Ainsi aussi bien LO que le NPA, chacun à leur manière, n’ont pas été capables de d’ouvrir une alternative pour les travailleurs et les jeunes face aux coups assénés par le gouvernement et le patronat.
Quelles perspectives ?
Au regard de ces différents éléments, qu’il s’agisse de la politique menée par le PS et ses alliés, ou de la consolidation du FN, il apparaît plus que jamais fondamental d’œuvrer à construire un issue politique de classe indépendante pour les travailleurs et les jeunes. Une telle issue c’est le fait de s’opposer résolument à la politique du gouvernement et aux projets de la bourgeoisie.

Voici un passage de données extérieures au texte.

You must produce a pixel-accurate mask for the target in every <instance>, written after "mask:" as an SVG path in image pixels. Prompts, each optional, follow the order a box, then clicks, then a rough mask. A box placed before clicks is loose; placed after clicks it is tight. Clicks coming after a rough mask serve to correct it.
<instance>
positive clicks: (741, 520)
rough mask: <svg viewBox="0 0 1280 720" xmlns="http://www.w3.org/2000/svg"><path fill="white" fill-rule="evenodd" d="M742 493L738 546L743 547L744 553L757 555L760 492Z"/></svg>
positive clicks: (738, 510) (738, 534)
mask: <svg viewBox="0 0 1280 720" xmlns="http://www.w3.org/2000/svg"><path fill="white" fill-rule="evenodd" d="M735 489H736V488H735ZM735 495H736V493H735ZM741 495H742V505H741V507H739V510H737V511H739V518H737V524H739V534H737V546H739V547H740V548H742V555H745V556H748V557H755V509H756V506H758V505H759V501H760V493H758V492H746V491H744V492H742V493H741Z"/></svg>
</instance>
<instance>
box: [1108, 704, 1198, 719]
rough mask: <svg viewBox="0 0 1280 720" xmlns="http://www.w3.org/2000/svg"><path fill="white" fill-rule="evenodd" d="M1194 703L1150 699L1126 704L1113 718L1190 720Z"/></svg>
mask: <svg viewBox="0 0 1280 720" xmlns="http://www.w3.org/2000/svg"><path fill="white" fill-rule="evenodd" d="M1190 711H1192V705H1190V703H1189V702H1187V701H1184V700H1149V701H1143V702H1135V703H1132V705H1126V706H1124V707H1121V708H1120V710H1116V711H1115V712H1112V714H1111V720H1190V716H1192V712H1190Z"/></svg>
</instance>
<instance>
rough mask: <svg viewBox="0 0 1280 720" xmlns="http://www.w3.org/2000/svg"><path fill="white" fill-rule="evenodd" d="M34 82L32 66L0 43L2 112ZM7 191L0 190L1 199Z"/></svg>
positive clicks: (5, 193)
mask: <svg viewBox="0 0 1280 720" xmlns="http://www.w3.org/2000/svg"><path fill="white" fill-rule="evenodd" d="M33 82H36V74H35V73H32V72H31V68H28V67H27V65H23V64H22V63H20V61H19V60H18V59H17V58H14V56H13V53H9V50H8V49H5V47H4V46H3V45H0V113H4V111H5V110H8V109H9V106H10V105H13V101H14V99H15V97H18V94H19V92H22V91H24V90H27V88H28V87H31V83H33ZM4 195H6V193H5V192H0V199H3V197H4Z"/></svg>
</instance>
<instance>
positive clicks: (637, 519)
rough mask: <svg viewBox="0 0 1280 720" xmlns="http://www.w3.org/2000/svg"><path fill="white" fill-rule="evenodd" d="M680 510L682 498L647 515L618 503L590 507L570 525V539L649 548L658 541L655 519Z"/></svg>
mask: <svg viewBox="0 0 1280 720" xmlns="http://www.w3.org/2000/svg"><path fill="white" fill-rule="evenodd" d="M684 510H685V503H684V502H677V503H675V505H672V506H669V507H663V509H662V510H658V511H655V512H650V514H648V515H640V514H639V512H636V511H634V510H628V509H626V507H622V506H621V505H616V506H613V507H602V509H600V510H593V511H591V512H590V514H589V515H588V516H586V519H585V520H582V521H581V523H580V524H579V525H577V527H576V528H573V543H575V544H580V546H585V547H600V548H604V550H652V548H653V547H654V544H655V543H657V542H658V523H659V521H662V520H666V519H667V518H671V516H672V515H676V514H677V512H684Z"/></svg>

Cela commence par exiger la levée immédiate de l’État d’urgence. Cela exige également de combattre les politiques d’austérité et ses conséquences et de réclamer l’annulation de la dette. Cela exige également de proposer un alternative sur la base de la rupture avec tous les traités de l’UE, avec l’euro et avec l’UE elle-même, véritables machines de guerres contre les travailleurs et les peuples. Pour nous cette alternative c’est un gouvernement par et pour les travailleurs, issu de la mobilisation unie des travailleurs et des jeunes. C’est une nécessité impérieuse face à la barbarie capitaliste.
C’est pourquoi il apparaît également urgent de s’attacher à construire un parti ouvrier socialiste et internationaliste pour défendre un tel programme. Les très nombreuses mobilisations des travailleurs et des jeunes indiquent que les conditions sont réunies pour avancer vers la construction d’un tel outil et la défense d’un tel programme. Plus que jamais, il est urgent de se battre pour l’unité d’action de toutes les organisations, de tous les militants et de groupes de militants politiques et syndicaux pour la levée immédiate de l’état d’urgence !
La liste nationaliste « Pe a Corsica », avec 37% des voix, a capitalisé le vote de rejet
Gilles Simeoni, qui conduisait la liste Per a Corsica, est donc arrivé en tête avec 35,6 % des suffrages. Il devance Paul Giacobbi, le député radical de la Haute-Corse et président sortant du Conseil exécutif qui ne rassemble que 28,6 % des votes alors qu’il était donné favori à la tête d’une liste d’ouverture qui comptait de nombreux maires de poids.
En troisième position, l’ancien ministre José Rossi (26,8 %) pour lequel Nicolas Sarkozy, le président des Républicains, avait effectué le déplacement d’Ajaccio. Enfin, bon dernier, Christophe Canioni, candidat du Front National qui a réalisé le score de 9 %, presque deux point de moins que lors du premier tour. Rappelons enfin qu’avec près de 67 % de participation, la Corse est la région où le taux de participation était le plus élevé.
Jean-Guy Talamoni, nommé à la tête de l’Assemblée, a prononcé l’intégralité de son discours en Corse, a affirmé «Mon pays, c’est la Corse» et a demandé à nouveau la libération des prisonniers politiques corses. Vendredi, il revenait à la charge sur le sujet, parlant de ces «vingt-cinq prisonniers politiques» corses dont Yvan Colonna, condamné pour le meurtre du préfet Érignac.